SNS動画に割れる評価=ハマス、人質解放利用し「健在」誇示

 【エルサレム時事】イスラム組織ハマスが、イスラエルからパレスチナ自治区ガザに連れ去った人質の解放場面を映した動画を通じ、健在を誇示しようとしている。戦闘員が公然と姿を現して人質を引き渡す様子をSNSに投稿し、イスラエルの激しい攻撃後も力が残っていると強調する意図があるとみられるが、評価は割れている。
 ハマスが28日に公開した約2分半の動画は、人質を乗せたハマスの車列が暗い道を進むシーンから始まる。ヘッドライトの光に浮かび上がるパレスチナ人の群衆が指笛を鳴らし「歓喜」しているような場面だ。

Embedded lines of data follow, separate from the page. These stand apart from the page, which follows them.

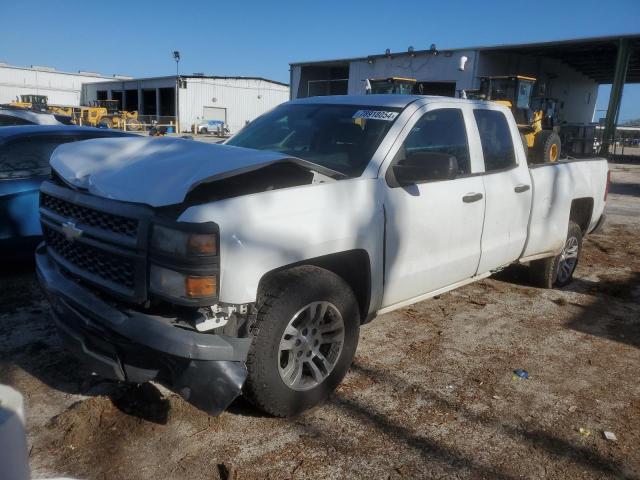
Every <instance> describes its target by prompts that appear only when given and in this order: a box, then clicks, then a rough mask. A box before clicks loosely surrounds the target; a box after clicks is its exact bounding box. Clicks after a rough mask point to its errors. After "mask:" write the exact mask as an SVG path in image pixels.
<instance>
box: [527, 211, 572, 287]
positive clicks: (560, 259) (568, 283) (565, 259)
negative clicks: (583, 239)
mask: <svg viewBox="0 0 640 480" xmlns="http://www.w3.org/2000/svg"><path fill="white" fill-rule="evenodd" d="M574 250H575V256H573V252H574ZM569 252H570V253H569ZM567 253H569V255H570V256H569V257H567ZM581 253H582V230H581V229H580V226H579V225H578V224H577V223H576V222H574V221H570V222H569V230H568V232H567V239H566V240H565V244H564V247H563V249H562V253H561V254H560V255H557V256H555V257H550V258H543V259H541V260H534V261H533V262H531V264H530V265H529V274H530V279H531V283H532V284H533V285H535V286H537V287H541V288H554V287H556V288H561V287H564V286H566V285H568V284H569V283H571V281H572V280H573V273H574V272H575V269H576V266H577V265H578V261H579V260H580V254H581ZM572 258H575V261H573V262H572V261H570V259H572Z"/></svg>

 停車した白いワゴン車から人質が姿を現すと、その場はさらに興奮に包まれた。戦闘員が人質の両脇に付き添い、群衆の前を横切って赤十字国際委員会(ICRC)の車両まで送り届ける。受け渡しの中心的役割を担うハマスのほか、連携する武装組織「イスラム聖戦」も参加した。
 ヨルダン川西岸のパレスチナ自治区ラマラの軍事アナリスト、ワセフ・エルカート氏は「イスラエルは、ハマスがガザで支配を失ったと主張したが、(ハマスは)実際に姿を現すことで強さを証明してみせた」と述べた。集まった人々は、人質の引き渡しを「イスラエルがハマスの助けを借りる歴史的瞬間だと捉えている」と語った。
 一方、10月7日の衝突開始後にガザから退避した地元シンクタンク「パルシンク」のオマル・シャバン所長は、映像では400人程度の観衆しか確認できないと指摘。本来なら物珍しさでもっと多くの住民が集まるはずだが、イスラエルの攻撃で外出できないほど打ちのめされているため人数が少ないとの考えを示した。
 また、ハマスがSNSなどを通じて「英雄」としてのイメージを広げ、戦闘を継続できると誇張しているのは「大きな問題だ」と強調。「実際は違う。ガザは持ちこたえられないほどの損害を受けた。この先も戦争が続けば、ガザは完全に終わる」と警鐘を鳴らした。